Mrs Parker, who was the agent with the Technicolor clothes catalogue and used to call at our house every week to collect our payments, often looked the worse for wear. She and her husband had half a dozen children, two of them said to be fathered by their neighbour, George Fitch, a brutal, thick-set man who lived in the next-door cottage with a cowed wife and a tribe of kids of his own, and whose tell-tale red hair those two Parker children inherited, rather than their official father's mousy colouring. This sort of thing wasn't unusual around Hanmer, particularly when people lived in an isolated huddle of houses like theirs. However, Mrs Parker, a handsome, big-boned, quiet woman,
was
unusual in taking on the agency for the catalogue and keeping her family, whatever their provenance, better-dressed than most.

Then, one day, she didn't appear to collect the money, and the day after that everyone knew that it was because she'd killed herself by drinking rat poison. Why, exactly, was never known. Perhaps she'd had secret plans that came to nothing, perhaps she was pregnant again by George Fitch and couldn't face the rows, or perhaps she was simply pregnant again . . . It would have been melodramatically satisfying to imagine thwarted passion, except that it was hard to think of her relation with George Fitch as an ‘affair', more likely it was a matter of occasional rape (we wouldn't have used these words back then, but we could picture the thing clearly enough).

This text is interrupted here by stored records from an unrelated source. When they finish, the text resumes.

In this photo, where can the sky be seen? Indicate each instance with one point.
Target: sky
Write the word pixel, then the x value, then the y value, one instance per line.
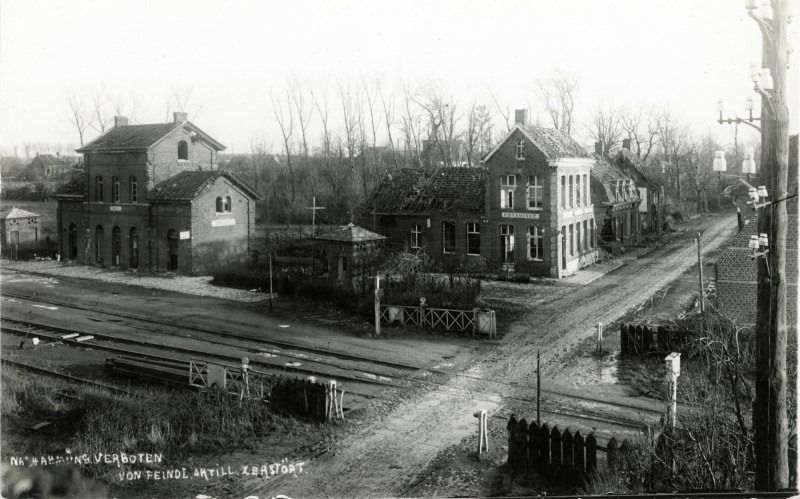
pixel 681 55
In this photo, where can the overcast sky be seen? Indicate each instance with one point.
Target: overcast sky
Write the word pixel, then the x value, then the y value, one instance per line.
pixel 678 54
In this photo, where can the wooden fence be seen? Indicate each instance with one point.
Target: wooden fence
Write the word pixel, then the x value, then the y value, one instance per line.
pixel 472 321
pixel 640 340
pixel 557 455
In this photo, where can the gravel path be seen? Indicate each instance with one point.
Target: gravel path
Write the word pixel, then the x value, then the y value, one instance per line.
pixel 200 285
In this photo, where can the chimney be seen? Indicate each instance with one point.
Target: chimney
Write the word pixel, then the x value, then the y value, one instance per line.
pixel 520 116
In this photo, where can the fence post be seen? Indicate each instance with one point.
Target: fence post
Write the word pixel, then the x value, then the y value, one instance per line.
pixel 623 339
pixel 611 454
pixel 555 451
pixel 578 446
pixel 567 458
pixel 591 455
pixel 511 427
pixel 544 450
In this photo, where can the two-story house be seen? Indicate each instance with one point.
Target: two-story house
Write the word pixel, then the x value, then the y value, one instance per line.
pixel 538 201
pixel 151 198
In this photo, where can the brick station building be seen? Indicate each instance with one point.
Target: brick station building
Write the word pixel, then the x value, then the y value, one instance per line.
pixel 151 198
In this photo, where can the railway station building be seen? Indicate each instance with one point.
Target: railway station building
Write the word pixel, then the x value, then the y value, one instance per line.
pixel 151 198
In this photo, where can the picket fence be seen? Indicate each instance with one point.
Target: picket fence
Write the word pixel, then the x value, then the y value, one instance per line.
pixel 561 456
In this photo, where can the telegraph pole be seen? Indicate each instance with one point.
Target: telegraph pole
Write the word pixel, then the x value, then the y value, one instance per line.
pixel 769 411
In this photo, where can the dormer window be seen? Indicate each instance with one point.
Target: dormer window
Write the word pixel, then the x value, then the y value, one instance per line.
pixel 183 150
pixel 520 150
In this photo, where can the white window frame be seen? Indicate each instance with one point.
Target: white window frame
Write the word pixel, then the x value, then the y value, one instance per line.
pixel 416 236
pixel 535 193
pixel 535 240
pixel 474 229
pixel 508 184
pixel 444 238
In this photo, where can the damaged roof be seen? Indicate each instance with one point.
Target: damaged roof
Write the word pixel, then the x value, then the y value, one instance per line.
pixel 415 190
pixel 187 185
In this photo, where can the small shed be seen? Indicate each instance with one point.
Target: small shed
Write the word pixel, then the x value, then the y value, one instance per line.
pixel 19 230
pixel 351 252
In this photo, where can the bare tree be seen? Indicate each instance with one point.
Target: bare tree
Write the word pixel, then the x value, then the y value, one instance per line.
pixel 606 127
pixel 641 127
pixel 79 115
pixel 285 119
pixel 557 94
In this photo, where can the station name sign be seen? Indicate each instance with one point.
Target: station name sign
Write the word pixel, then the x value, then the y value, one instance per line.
pixel 511 214
pixel 223 222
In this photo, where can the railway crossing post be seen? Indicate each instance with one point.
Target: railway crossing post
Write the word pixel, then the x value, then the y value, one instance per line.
pixel 673 363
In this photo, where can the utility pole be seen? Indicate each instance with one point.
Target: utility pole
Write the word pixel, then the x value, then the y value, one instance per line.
pixel 314 209
pixel 769 411
pixel 702 290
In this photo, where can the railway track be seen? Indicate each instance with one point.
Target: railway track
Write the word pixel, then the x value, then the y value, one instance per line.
pixel 110 343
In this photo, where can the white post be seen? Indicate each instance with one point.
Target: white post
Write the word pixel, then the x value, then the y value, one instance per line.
pixel 673 364
pixel 599 348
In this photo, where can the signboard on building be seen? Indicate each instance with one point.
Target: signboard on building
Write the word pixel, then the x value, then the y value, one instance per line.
pixel 223 222
pixel 511 214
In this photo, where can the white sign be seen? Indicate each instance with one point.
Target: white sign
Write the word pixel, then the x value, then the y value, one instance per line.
pixel 511 214
pixel 223 222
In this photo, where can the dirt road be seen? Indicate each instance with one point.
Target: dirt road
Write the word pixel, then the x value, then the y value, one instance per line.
pixel 383 459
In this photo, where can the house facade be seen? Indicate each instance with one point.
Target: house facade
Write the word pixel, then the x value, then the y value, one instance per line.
pixel 652 210
pixel 528 209
pixel 616 200
pixel 151 199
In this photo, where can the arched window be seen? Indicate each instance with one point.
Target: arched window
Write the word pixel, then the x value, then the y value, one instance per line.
pixel 98 244
pixel 183 150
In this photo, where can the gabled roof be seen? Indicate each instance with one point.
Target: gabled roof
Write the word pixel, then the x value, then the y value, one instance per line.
pixel 187 185
pixel 414 190
pixel 75 188
pixel 350 234
pixel 134 137
pixel 15 212
pixel 608 174
pixel 554 144
pixel 625 155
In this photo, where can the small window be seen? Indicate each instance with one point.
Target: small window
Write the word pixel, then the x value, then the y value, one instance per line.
pixel 416 237
pixel 183 150
pixel 115 189
pixel 133 188
pixel 535 243
pixel 534 193
pixel 98 189
pixel 473 239
pixel 508 184
pixel 448 237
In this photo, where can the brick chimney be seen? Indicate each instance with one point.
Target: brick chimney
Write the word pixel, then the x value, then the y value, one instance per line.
pixel 521 117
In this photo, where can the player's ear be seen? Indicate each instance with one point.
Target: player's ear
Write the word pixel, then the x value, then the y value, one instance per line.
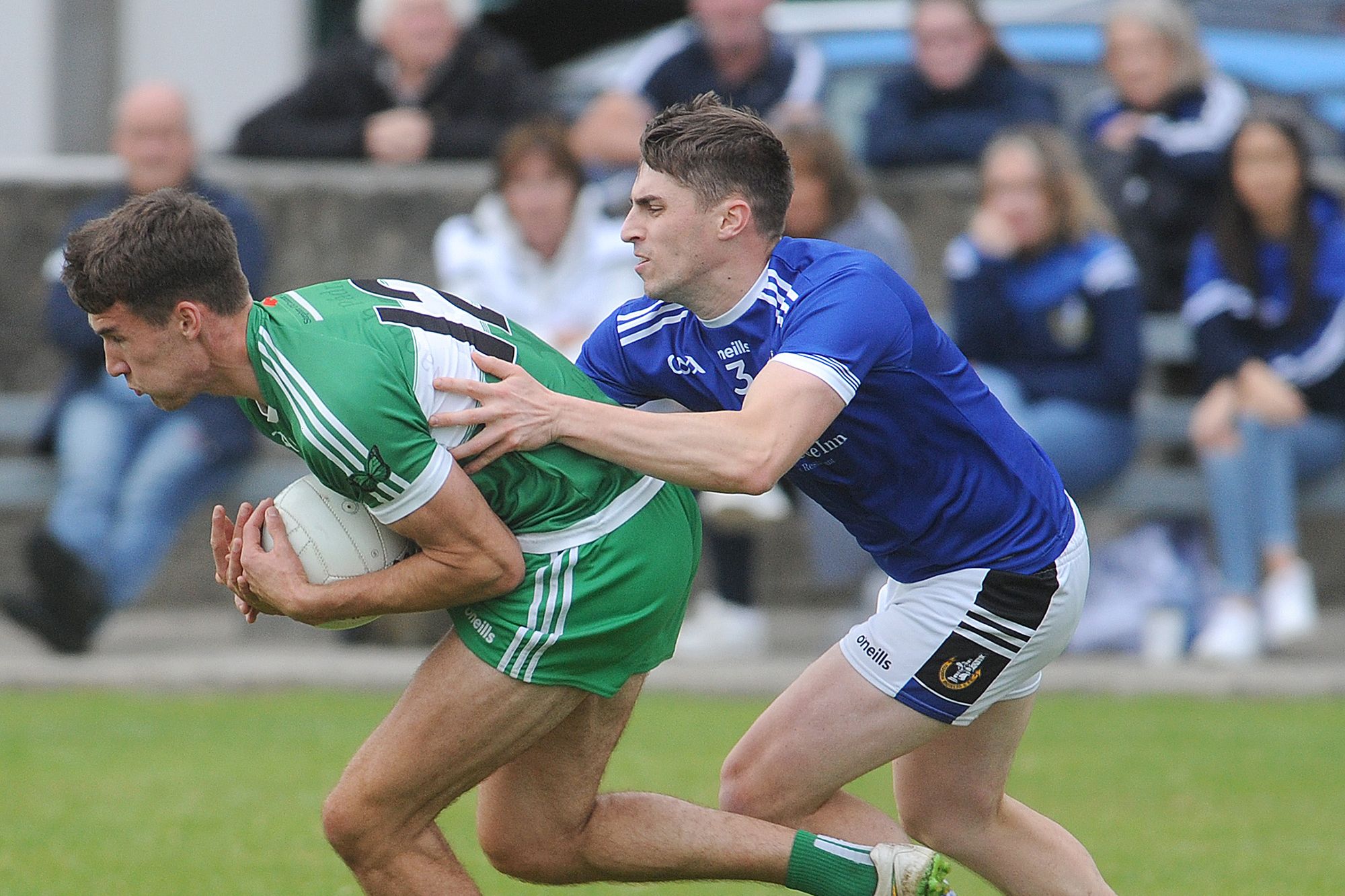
pixel 188 319
pixel 735 218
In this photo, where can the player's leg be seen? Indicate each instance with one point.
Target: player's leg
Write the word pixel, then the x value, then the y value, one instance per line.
pixel 828 728
pixel 458 721
pixel 541 818
pixel 949 647
pixel 952 792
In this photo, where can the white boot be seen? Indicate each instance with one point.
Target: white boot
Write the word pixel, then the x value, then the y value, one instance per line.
pixel 1233 634
pixel 1289 604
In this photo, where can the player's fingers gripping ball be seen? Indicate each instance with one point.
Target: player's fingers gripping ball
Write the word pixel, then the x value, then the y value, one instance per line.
pixel 336 537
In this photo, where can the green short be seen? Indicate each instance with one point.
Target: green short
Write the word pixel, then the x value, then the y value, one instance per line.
pixel 592 616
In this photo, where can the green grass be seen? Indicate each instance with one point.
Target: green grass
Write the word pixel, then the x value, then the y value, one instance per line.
pixel 114 792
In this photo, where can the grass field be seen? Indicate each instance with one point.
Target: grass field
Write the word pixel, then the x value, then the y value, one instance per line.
pixel 112 792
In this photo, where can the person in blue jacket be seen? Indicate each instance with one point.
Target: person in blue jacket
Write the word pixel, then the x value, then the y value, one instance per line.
pixel 127 473
pixel 1047 306
pixel 961 91
pixel 1265 296
pixel 1157 135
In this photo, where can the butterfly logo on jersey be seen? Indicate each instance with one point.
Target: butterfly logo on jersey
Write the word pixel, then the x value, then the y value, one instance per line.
pixel 376 473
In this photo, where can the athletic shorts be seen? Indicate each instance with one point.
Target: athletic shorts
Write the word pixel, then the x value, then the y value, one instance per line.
pixel 594 615
pixel 953 645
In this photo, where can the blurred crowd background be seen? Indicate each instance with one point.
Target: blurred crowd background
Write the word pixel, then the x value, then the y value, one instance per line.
pixel 1124 212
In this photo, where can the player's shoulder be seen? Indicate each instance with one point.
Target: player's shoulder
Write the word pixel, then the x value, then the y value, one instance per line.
pixel 824 268
pixel 645 321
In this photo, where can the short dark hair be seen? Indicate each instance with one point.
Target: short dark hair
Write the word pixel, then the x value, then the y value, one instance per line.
pixel 718 151
pixel 154 252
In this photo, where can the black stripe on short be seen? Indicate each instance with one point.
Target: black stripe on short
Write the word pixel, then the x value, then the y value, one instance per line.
pixel 1019 598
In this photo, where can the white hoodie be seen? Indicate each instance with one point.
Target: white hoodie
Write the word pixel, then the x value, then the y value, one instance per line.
pixel 484 259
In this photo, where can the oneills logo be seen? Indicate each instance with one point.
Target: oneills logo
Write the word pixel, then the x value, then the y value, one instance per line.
pixel 964 671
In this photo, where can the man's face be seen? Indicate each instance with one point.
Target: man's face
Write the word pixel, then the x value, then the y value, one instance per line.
pixel 419 34
pixel 153 136
pixel 732 26
pixel 675 239
pixel 161 361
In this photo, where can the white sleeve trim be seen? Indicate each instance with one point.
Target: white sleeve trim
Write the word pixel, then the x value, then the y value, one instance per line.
pixel 418 494
pixel 829 370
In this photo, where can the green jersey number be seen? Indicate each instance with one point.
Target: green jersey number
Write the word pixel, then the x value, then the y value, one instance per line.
pixel 478 338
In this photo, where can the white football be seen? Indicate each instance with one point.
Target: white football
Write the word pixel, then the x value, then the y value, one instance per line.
pixel 336 537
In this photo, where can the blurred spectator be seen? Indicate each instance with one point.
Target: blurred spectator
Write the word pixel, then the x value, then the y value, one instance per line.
pixel 962 89
pixel 1157 136
pixel 833 202
pixel 127 473
pixel 426 83
pixel 726 48
pixel 1047 306
pixel 540 249
pixel 1265 294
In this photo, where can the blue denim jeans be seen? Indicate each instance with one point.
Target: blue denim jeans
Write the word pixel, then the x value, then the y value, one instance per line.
pixel 1253 497
pixel 128 474
pixel 1090 446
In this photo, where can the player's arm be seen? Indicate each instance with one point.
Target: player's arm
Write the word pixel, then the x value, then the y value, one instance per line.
pixel 740 451
pixel 467 555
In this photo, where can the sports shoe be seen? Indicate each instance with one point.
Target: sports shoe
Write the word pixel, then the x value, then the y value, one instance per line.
pixel 722 628
pixel 910 869
pixel 34 615
pixel 1233 634
pixel 1289 604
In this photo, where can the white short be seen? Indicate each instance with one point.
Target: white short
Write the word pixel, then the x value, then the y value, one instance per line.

Mrs Parker's end caused a brief scandal. Her despair broke the mould of passive resistance, she wouldn't be kicked any
more. It made an impression on me, but at the same time I treasured up my experience of the other life of Hanmer, the easygoing life on small, dying farms, ways of being you didn't have to make up as you went along. Not mine. Perhaps not anybody's for much longer, but certainly not mine. I was off across the border into England, to school in Whitchurch, all of six miles there and six miles back on the bus every day: a world away.

X
Nisi Dominus Frustra

Without the Lord, all is in vain
said the Whitchurch Girls' High School crest on our blazer pockets. And how right they were, although it was not the Lord but His language, Latin, that was my salvation. Latin, the great dead language that only existed in writing, would compensate for my speechlessness, vindicate my sleepless nights and in general redeem my utter lack of social graces. Latin stood for higher education, still, in the early 1950s, a kind of litmus test for academic aptitude – you couldn't get into university without an O-level in Latin, it was the sign of being able to detach yourself from here and now, abstract your understanding of words, train your memory and live solitary in your head with only books for company. So it was meant to be hard, but I found it wonderfully easy, for just these reasons. I fell in love with Latin. It was the tongue the dead spoke,
ergo
Grandpa's language, of course. I could hear his show-off exasperated tones and his preacher's style in every tame declension and conjugation.

Nisi Dominus Frustra
was mumbo-jumbo for the mind's ear. The motto my new school truly believed in, however, was
mens sana in corpore sano
, a healthy mind in a healthy body, and team games, religious knowledge and ‘domestic science' figured large on the curriculum. The high school cultivated the air of being somehow still fee-paying, it was designed to
produce solid, disciplined, well-groomed girls who'd marry local traders and solicitors like their fathers. The eleven-plus had let in a leavening of out-of-towners and outsiders, but that had only made it more vital to insist on sub-public-school mores – uniforms, ‘houses', and an elaborate hierarchy of prefects and deputy prefects whose job it was to remind their juniors to stand up straight, and send them out to run up and down the playing field at break in wet weather instead of huddling in the cloakrooms. So, in falling in love with Latin, I was obeying the letter of the school's law rather than its spirit.